= Wayne Cooper (fashion designer) =

Australian fashion designer

Wayne Cooper is a British-born fashion designer based in Australia.

Cooper grew up in London's East End. Always interested in fashion, he moved to Australia in 1985 and trained in fashion design at East Sydney Technical College while working at the Sydney clothing store, Masons.

Cooper was part of a successful fashion partnership in Sydney for 7 years, before launching his own label 'BRAVE'. In 1996 the signature line 'WAYNE COOPER' was added to the 'BRAVE' label, and in 2002 the lot was replaced by the 'WAYNE' label. He has shown for the past 10 years at Mercedes Australian Fashion Week, and his shows have traditionally featured well known international models, including Amber Valletta, Linda Evangelista, Alek Wek, Sarah O'Hare, Eva Herzigova and Carmen Cass. He regularly shows in Japan, France, the UK and the US.

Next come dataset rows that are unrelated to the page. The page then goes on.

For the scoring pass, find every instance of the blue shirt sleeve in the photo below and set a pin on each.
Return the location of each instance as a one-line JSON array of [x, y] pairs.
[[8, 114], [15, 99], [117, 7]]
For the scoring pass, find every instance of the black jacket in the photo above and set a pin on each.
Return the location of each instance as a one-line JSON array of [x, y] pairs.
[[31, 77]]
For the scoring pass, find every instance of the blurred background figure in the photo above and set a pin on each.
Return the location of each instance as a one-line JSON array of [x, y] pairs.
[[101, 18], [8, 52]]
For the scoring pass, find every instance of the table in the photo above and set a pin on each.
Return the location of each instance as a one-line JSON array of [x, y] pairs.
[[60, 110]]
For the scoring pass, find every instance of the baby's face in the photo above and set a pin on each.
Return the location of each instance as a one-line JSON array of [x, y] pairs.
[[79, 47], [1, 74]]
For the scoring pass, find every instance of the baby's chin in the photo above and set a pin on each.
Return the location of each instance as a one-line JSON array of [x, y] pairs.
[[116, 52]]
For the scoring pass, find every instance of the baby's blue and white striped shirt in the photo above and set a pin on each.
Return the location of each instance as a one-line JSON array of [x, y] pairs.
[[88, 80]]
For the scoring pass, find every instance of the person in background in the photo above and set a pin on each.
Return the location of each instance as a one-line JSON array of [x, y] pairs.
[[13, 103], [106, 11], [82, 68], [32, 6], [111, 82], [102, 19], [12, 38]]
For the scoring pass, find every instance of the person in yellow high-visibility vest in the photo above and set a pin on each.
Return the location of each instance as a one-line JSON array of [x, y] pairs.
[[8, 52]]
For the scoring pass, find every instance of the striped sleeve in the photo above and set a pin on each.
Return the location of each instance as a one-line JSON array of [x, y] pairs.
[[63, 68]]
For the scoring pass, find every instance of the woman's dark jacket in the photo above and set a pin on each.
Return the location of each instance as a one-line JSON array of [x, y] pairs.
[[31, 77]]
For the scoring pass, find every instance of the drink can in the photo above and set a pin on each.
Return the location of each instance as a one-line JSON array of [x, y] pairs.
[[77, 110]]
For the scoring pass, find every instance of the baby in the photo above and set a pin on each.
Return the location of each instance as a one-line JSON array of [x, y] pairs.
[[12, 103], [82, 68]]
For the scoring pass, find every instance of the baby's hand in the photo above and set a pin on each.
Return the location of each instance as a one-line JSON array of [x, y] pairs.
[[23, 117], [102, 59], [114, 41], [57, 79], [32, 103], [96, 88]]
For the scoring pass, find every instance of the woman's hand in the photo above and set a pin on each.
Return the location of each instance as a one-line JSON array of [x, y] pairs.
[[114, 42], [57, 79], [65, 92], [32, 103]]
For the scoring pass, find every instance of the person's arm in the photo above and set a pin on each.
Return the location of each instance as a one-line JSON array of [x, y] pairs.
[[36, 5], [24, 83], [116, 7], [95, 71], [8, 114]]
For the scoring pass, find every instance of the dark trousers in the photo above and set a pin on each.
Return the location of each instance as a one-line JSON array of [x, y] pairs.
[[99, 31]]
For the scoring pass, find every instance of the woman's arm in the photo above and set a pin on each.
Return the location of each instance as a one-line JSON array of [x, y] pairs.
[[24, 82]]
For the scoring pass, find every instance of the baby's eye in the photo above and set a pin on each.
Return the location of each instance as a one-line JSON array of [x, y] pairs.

Cooper was a guest on cycles three, four and five of Australia's Next Top Model.

Cooper has two boutiques located in Melbourne, Australia. His label is also available in selected department stores in Australia and international department stores including Myer.

On 20 June 2008 Cooper was charged by police with assaulting his wife, Sarah Marsh. On 31 October 2008 Cooper pleaded guilty to common assault and was placed on a two-year good behaviour bond after charges of assault occasioning actual bodily harm and intimidation were dropped. Cooper assaulted his wife days after she had cancer surgery.

Cooper has also been criticised by NSW Health due to his willingness to work with tobacco companies.